Researchers and professionals in corrections care, leaders in society, and other interested citizens are understandably troubled by crime in our communities and high recidivism rates among released prisoners. Occasionally, wisdom prevails and the focus to improve the crime problem in our culture, shifts from rehabilitation efforts with probation, rehabilitation programs in prison, and parole strategies after incarceration, to the notion of PREVENTION. Gosh, where did that idea come from?
A common dilemma in addressing the cause and prevention approach to stopping criminal behavior is the ongoing debate of nature-nurture. Do genes (nature) cause criminal behavior or does environment (nurture) cause criminal behavior? The abundance of evidence and collective professional opinion seem to weigh on the notion that both are the root cause of criminal behavior.

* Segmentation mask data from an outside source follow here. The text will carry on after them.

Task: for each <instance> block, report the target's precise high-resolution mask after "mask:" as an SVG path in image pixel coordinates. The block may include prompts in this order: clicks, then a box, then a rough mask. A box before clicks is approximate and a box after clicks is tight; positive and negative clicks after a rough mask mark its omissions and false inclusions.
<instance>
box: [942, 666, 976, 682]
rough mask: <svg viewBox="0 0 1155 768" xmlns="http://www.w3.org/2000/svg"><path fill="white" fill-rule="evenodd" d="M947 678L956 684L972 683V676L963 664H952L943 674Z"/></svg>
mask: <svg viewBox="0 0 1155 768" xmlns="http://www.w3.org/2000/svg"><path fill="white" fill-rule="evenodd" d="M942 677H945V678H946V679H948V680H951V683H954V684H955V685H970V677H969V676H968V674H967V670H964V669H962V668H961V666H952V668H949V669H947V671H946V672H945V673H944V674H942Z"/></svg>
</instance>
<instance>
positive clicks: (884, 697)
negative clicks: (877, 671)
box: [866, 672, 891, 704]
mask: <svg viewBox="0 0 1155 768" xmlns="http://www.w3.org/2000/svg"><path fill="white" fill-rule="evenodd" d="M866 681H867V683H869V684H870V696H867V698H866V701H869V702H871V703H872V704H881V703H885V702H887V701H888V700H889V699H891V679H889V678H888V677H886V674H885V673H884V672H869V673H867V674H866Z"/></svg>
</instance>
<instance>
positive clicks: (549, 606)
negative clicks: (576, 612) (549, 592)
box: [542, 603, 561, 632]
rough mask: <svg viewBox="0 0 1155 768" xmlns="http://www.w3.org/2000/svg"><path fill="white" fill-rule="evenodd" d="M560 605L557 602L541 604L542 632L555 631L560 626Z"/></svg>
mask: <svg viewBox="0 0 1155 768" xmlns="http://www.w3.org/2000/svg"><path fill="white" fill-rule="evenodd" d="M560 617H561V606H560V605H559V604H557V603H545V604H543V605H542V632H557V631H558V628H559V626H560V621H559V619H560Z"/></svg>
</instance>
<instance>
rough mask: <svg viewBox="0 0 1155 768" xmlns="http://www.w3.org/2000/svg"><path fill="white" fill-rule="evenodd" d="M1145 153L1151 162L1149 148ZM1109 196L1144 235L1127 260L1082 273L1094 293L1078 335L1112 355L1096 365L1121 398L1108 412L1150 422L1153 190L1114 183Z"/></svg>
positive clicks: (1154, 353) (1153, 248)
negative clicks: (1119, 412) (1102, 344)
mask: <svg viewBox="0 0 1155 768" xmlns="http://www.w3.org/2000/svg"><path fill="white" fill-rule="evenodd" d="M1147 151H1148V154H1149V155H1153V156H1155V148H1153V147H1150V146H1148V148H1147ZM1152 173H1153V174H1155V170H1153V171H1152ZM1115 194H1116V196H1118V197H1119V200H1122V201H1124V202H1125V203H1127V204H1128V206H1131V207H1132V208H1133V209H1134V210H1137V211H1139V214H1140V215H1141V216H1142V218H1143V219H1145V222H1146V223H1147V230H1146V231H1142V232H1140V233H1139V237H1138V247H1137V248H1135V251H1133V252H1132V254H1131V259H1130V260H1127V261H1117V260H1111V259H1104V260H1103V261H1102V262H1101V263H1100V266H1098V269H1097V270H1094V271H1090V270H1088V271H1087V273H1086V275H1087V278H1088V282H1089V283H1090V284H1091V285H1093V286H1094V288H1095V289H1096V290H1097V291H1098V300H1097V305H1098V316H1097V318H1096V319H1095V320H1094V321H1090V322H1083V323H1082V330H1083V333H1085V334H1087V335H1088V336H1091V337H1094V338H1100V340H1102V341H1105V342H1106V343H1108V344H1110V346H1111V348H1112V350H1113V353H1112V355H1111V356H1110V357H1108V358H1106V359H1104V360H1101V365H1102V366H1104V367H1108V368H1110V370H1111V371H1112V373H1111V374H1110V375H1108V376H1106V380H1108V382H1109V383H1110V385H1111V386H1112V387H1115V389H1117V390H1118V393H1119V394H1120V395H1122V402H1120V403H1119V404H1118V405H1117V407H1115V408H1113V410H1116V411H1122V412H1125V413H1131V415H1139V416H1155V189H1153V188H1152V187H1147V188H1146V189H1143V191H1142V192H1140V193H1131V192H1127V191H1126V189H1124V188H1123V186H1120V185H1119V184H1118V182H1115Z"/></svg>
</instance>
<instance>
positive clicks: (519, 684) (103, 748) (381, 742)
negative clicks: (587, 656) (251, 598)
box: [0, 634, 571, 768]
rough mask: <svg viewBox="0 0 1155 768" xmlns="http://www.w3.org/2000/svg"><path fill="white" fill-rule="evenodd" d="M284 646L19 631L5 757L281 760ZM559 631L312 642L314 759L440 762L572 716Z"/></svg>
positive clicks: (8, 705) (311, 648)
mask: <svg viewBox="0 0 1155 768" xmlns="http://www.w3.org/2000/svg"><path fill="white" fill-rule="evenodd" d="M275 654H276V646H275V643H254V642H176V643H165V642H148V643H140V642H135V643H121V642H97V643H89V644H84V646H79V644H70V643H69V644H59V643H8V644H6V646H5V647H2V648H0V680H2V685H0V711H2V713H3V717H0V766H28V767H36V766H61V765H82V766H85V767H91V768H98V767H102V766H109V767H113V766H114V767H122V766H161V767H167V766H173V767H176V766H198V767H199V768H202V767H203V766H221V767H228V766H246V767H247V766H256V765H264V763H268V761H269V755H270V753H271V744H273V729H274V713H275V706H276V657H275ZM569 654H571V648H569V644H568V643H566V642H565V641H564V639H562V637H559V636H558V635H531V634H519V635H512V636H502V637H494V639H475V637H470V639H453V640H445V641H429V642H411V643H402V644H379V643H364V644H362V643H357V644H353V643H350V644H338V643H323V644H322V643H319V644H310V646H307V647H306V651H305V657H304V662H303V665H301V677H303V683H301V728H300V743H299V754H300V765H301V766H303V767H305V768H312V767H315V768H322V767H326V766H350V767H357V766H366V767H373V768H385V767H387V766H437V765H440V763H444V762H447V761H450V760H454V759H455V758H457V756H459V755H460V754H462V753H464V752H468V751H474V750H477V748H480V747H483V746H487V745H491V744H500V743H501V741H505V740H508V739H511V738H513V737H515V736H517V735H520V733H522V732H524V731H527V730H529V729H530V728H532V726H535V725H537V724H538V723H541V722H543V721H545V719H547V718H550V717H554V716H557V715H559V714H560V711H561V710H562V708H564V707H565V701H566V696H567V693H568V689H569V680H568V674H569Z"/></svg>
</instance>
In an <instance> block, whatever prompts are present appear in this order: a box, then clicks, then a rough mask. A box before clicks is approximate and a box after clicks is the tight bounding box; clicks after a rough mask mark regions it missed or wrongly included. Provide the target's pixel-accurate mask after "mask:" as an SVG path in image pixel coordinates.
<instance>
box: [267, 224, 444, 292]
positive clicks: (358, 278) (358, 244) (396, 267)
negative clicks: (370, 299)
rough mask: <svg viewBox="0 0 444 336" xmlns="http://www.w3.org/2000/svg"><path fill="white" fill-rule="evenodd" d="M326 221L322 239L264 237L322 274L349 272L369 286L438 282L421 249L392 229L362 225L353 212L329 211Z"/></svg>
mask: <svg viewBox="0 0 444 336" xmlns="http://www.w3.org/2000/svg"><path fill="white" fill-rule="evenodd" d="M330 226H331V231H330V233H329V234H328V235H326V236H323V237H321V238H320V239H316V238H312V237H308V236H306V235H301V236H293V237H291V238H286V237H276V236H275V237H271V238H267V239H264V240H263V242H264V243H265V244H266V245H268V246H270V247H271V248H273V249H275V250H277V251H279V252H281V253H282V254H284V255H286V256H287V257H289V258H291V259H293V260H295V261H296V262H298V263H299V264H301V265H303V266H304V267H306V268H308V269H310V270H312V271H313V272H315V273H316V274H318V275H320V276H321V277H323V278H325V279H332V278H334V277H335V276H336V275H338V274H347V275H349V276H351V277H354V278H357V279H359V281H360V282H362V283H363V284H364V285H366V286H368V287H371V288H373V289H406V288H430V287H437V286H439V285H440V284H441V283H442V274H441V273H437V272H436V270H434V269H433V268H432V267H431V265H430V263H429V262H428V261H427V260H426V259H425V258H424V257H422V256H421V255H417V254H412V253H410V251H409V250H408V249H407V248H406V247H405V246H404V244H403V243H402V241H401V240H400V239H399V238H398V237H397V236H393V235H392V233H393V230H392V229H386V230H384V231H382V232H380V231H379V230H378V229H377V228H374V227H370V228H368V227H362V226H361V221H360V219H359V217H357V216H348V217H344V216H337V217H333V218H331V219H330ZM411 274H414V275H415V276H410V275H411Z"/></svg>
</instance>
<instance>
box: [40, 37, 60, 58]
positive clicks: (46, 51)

How each of these two concepts work individually and collectively to produce criminal behavior in people is not always clear. Many people who favor the genetic influence on criminal behavior seem to also favor some notion of exculpability (“He couldn’t help it; it’s in his genes”, “It’s not his fault”, etc. ). Among those who favor the environmental causes of criminal behavior, are some who also propose that it’s someone else’s fault, the usual suspects being the parents or primary caregivers. When we examine these dedicated efforts of many professionals, and lay people, to solve this menacing problem of crime in our culture, one might ask, “Is there any measure of PERSONAL RESPONSIBILITY (of the perpetrator ) that just might be an important part of diminishing or eliminating criminal behavior?” Imagine the horrible feeling of isolation when the enlightened perpetrator might say, “It’s my fault; I can’t blame anyone else for my decision to commit the crime. Oh, and maybe I can change my predatory and antisocial attitude if I work hard at it. And maybe I can develop a stronger conscience and develop behavior that is pro-social and law-abiding. After all, that shrink in prison said I have basic worth and value and he said that I could change whether or not my crimes were related to, NOT caused by, genes or the environment!”
Behavior Theory, not a perfect approach to rehabilitation, does offer promising outcomes by addressing habit formation–including diminishing antisocial habits—with proper use of positive reinforcement and punishment (time-out procedures). Cognitive Theory, also not a perfect approach to rehabilitation, offers promising outcomes by modifying irrational beliefs and negative perceptions which can lead to troublesome feelings and maladaptive behaviors.
Cognitive Theory works well in combination with Behavior Theory and the combination of the two is called–you guessed it–Cognitive-Behavior Theory. It is recommended that we learn and apply these theories at early developmental stages in our attempts at prevention of criminal behavior. Likewise, these theories are useful in the tougher work of rehabilitation where crime has already reared its ugly head.